Why Land Acknowledgements are a new Token of Liberal Progressivism at Independent Schools | Jenna Wolf & Jordan Clark | 7 Min Read

If you’ve attended a conference, academic gathering, or other progressive space in the last five years, chances are you’ve experienced one of liberal institutions’ favorite new tokens: the land acknowledgment. 

Meant to recognize the Indigenous peoples who call that place traditional homelands, it has become as much a staple of opening ceremonies as the name tag table.

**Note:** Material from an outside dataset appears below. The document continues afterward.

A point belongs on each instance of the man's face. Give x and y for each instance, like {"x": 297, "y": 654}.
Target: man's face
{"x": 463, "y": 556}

As Indigenous educators working in independent schools, we have witnessed this evolution. To leave it out of gatherings means to hold a professional space ignorant of the United States’ lengthy program of extermination and eradication of our peoples. But on its own, it merely turns settlers into “woke” settlers. Often, being Indigenous in a progressive independent school environment is regularly experiencing “Settlers with Opinion as Daniel Heath Justice points out:” the distinct challenge of interacting with non-Indigenous people who hold opinions devoid of context.

Some of these territory acknowledgments are short. The simple, often freely available, statement on an institution’s website with an [insert Indigenous Nation or tribal peoples here] after a cursory search for who traditionally resided in that area pre-contact. 

The long-winded, but with more tribally-specific elements, signals more progressive, more thoughtful.